In 1893, three years after the superintendent of the Census announced that the western frontier was closed, Frederick Jackson Turner, a historian from the University of Wisconsin, advanced a thesis that the conquest of the western frontier had given American society its special character. At the Columbian Exposition in Chicago, marking the 400th anniversary of Columbus's discovery of the New World, Turner argued that the conquest of the western frontier as the nation's formative experience, which had shaped the nation's character and values. Western expansion accounted for Americans' optimism, their rugged independence, and their stress on adaptability, ingenuity, and self reliance.

In actuality, however, the settlement of the West had depended, to a surprising degree, on intervention by the federal government. The federal government had dispatched explorers to survey the region and cavalry units to confine Native Americans on reservations.
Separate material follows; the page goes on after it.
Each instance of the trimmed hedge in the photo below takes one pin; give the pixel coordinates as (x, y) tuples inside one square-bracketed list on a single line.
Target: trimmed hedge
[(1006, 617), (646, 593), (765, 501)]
It also provided land grants that funded railroad building, and, in the twentieth century, support for dams and other waterworks.

In his address on the significance of the frontier in American history, Turner referred to the Census Bureau's announcement that the frontier was now closed. He speculated that now that the frontier was settled, a crucial epoch in American history was over.

When John F. Kennedy accepted the Democratic presidential election in 1960, he called on the country to enter a new frontier. Since that time, Americans have repeatedly searched for new frontiers--in outer space and cyberspace and even below the ocean's surface. The frontier remains a potent symbol more than a century after it physically disappeared.